Cement trucks of all sorts and sizes were in and out of the back lot at Hook’s Castle Building Centre south of Cloyne Saturday as Stacie and Tracy Hook set about adding to their business in a big way. The new addition is a $1.2 million, 15,000 square foot building that will house all sorts of building materials from lumber to drywall, to whatever else they stock.

“We stock a lot of materials already,” Tracie Hook said Saturday. “This will let us bring materials inside so we’ll have dry lumber spring, summer and fall.”

The Saturday operation was impressive to watch, as about 50 cement trucks (five every hour) brought their loads to be spread on the base by a larger overhead boom, with laser-guided precision. From there, a small army of construction workers smoothed it out and applied drying agents (all natural granite and powder), creating a surface the likes of which has never been seen in the area.

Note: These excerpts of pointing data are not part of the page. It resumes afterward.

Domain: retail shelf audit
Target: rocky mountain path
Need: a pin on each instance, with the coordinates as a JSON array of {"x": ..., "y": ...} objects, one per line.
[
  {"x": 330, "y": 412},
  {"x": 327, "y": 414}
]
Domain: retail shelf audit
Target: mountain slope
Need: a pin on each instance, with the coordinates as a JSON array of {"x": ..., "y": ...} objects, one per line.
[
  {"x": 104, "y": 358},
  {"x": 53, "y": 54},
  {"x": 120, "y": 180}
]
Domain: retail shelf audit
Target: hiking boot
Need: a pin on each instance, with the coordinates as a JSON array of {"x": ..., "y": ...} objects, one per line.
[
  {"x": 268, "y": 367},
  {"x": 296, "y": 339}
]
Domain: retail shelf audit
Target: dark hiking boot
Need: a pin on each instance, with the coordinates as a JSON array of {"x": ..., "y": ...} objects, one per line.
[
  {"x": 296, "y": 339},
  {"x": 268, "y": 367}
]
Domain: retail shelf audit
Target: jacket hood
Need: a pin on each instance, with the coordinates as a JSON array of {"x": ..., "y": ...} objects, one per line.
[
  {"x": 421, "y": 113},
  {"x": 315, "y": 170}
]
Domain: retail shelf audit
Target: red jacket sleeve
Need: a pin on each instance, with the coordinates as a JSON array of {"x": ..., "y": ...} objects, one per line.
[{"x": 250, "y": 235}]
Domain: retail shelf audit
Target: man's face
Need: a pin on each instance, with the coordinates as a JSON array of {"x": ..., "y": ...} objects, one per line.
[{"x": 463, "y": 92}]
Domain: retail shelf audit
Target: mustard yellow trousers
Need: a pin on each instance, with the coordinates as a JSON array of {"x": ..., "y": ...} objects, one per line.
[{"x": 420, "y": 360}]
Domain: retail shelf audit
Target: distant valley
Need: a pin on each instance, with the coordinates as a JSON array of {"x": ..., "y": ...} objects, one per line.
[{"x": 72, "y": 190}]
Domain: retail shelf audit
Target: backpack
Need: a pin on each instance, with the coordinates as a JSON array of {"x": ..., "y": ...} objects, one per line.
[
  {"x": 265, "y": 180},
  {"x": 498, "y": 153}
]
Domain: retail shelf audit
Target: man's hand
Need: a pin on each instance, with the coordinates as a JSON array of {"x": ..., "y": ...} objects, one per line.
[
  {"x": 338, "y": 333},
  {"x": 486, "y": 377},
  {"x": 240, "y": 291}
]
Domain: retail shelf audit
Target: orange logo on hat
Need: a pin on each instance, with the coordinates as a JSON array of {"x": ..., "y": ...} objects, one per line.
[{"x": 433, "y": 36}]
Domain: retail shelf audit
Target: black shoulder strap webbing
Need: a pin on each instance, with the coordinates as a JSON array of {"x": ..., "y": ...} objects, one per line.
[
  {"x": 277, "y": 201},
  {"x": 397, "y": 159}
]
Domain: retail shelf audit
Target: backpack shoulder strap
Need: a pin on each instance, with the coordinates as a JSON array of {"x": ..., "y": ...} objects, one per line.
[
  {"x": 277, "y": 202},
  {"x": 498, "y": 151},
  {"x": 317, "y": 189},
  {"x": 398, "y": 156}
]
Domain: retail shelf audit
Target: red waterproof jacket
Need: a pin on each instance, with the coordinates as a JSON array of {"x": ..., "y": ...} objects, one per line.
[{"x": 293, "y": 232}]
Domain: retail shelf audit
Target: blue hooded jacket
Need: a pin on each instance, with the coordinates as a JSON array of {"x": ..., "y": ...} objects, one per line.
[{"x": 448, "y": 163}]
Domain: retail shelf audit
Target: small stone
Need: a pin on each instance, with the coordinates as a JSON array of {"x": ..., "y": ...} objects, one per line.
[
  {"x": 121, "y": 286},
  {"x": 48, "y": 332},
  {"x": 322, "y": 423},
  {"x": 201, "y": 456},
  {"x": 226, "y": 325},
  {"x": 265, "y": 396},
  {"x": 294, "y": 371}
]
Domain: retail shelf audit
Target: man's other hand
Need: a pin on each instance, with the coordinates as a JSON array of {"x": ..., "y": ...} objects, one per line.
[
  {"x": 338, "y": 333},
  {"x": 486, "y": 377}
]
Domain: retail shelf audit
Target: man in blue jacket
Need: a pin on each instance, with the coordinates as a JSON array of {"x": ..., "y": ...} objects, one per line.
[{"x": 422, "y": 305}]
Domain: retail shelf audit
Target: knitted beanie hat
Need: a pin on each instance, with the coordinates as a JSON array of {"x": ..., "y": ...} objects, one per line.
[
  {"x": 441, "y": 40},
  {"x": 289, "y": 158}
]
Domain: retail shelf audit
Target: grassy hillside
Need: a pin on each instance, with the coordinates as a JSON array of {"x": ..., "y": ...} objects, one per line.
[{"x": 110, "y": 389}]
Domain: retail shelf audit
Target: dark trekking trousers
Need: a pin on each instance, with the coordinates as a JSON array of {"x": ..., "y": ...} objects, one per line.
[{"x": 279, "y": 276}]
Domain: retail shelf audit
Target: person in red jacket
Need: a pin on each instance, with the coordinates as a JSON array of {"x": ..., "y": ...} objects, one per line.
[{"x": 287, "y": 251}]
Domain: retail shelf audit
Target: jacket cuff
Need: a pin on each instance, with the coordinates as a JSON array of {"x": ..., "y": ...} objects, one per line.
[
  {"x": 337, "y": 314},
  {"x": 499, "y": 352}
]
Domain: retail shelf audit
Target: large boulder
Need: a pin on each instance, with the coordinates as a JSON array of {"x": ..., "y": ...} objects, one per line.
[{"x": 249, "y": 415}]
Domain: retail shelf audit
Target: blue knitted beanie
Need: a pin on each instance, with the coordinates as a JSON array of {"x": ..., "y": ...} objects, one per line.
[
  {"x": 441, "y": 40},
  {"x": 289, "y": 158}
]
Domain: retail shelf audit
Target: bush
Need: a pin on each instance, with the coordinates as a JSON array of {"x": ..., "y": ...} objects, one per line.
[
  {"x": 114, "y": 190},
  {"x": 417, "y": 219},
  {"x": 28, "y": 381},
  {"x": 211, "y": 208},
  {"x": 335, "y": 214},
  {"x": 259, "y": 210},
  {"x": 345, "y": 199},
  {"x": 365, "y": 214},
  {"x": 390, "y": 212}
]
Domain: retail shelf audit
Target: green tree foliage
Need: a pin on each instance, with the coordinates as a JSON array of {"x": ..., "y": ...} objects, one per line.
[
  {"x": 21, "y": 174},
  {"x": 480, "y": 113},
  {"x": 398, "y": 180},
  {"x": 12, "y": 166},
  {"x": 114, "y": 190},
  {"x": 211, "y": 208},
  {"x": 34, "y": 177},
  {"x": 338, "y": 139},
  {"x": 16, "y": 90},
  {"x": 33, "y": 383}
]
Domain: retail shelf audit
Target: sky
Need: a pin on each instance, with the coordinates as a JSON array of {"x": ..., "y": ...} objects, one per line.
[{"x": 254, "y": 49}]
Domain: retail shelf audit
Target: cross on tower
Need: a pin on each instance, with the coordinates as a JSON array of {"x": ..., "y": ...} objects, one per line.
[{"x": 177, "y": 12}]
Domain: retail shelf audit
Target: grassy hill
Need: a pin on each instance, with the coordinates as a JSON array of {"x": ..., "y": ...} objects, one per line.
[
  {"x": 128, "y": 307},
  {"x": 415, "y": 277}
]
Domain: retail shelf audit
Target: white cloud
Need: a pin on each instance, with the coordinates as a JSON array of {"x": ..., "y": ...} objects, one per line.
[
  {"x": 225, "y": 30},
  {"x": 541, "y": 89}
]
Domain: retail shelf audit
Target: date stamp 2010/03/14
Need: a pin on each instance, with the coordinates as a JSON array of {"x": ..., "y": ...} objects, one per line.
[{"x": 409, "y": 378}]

Hook started out in the building trades working at plumbing, heating and electrical installation with his dad.

“Then we got into supply when area builders started telling us ‘if you bring it in, we’ll buy from you,’” he said. “Then we started getting a lot of builders in from outside the area as our local builders started doing one or two custom homes per year.”

Hook’s huge addition says as much about the state of the construction business in the area as it does about his own business.

“The area’s booming,” he said. “It’s really been taking off and sales are good.

“All we need now is a little less red tape.”

He tells a couple of anecdotes that illustrate his point.

“One fellow who was building a new place asked me ‘can you see this area taking off?’” Hook said. “I told him it already has. He told me he was moving here from the Muskokas and I told him ‘you’re part of the reason.’”

He tells of another fellow who bought a $675,000 cottage on a local lake only to tear it down and build a new one on the lot.

“Growth is always a good thing,” Hook said.

He said he’s been getting good feedback from his customers, and that’s a big part of why they decided to go ahead with the addition, his biggest expansion to this point.

“This will allow us to do more things with the same amount of people and maybe hire a few more,” he said. “A lot of people are looking forward to buying unfrozen wood in the winter.

“But this will allow us to buy better too — use economics of scale.

“I could buy three truckloads of insulation before but if it got wet, it would be no good to anyone.”

Also part of Saturday’s operation were Linden Sharp’s Concrete Pumps and R & R Custom Concrete out of Newburgh.